Ainda rolaram duas de autoria de Donato com Martinho da Vila, mostrando o quanto a natureza africana e rural do segundo se reflete na universalidade estilística do colega. Uma delas, “Suco de Maracujá”, um samba maxixado cuja engraçada letra, de estilo literário típico do compositor carioca, relata a preocupação de um homem prestes a se casar com uma mulher muito fogosa (“Pra me casar com você/ Eu vou ter que me cuidar/ Contratar um personal/ Treiner pra me acelerar”). E, dependendo das situações do cotidiano do casal, a dieta dele vai se alterando: “Quando a gente for deitar/ Um bom pó de guaraná/ Se a quentura tiver morna/ Come um ovo de codorna/ E se a noite for infinda/ Aí só Pau de Cabinda/ Se ela quiser bis no fim/ Pimenta no amendoim/ E depois pra me acalmar/ Suco de maracujá.” O outro samba, “Daquele amor nem me fale”, também chistosa, dá uma cutucada no Governo: “Posso até discutir religião/ Ou falar num domingo de sol/ Criticar a terrível inflação/ O machismo, o racismo a tortura/ Mas daquele amor, Nem me fale...”.

O show terminou com João agradecendo aos gaúchos por terem trazido o sol, mas não sem antes gritar seu tradicional jargão para que a banda finalize os números: “Água!”. Coincidência ou não com a chuva que se prenunciava e não precipitou, ouvimos isso duas vezes, uma delas, inclusive, na faixa que encerrou a apresentação abaixo de muito sol, a marchinha “O bicho tá pegando” (“O coro tá comendo/ O bicho tá pegando”), que instaurou um clima de dança de salão no parque.

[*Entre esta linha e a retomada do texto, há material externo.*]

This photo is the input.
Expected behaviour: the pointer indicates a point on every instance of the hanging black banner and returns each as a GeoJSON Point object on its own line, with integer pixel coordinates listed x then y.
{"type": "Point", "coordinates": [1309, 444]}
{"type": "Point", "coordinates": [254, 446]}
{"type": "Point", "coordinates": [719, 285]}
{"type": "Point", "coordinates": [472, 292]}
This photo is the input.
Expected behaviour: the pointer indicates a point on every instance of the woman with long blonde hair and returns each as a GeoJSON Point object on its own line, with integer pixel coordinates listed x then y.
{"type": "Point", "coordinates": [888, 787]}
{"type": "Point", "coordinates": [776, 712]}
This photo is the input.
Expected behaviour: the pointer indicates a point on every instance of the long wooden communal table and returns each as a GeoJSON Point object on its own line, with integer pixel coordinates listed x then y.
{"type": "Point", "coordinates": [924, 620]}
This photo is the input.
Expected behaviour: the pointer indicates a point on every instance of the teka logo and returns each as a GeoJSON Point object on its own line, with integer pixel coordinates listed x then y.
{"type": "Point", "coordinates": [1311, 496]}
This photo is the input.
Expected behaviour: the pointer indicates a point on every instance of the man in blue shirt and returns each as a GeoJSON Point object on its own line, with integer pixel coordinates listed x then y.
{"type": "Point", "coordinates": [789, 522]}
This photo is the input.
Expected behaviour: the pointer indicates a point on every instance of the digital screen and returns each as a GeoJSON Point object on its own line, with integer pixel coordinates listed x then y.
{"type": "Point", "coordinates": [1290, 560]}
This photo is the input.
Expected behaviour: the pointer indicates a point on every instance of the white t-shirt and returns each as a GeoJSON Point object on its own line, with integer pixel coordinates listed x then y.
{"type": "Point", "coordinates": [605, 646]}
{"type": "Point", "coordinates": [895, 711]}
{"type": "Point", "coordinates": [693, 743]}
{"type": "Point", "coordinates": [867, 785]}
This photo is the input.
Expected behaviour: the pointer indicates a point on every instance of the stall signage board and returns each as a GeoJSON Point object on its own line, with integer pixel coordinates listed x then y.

Assistir João Donato, ainda mais já numa idade assim tão avançada (e que, pelo contrário, ele não parece ter), é realmente muito especial, pois fica ainda mais evidente nessas horas a grandiosidade da música brasileira, que, naturalmente, se posiciona entre todos os chamados “estilos” musicais. Donato é genuinamente jazz? É. E é genuinamente MPB? É também. É tudo – e mais um pouco. Tanto faz o rótulo. O fato é que saímos, com perdão do trocadilho, encharcados de boa música, de música pura, límpida. Tu és água, João Donato.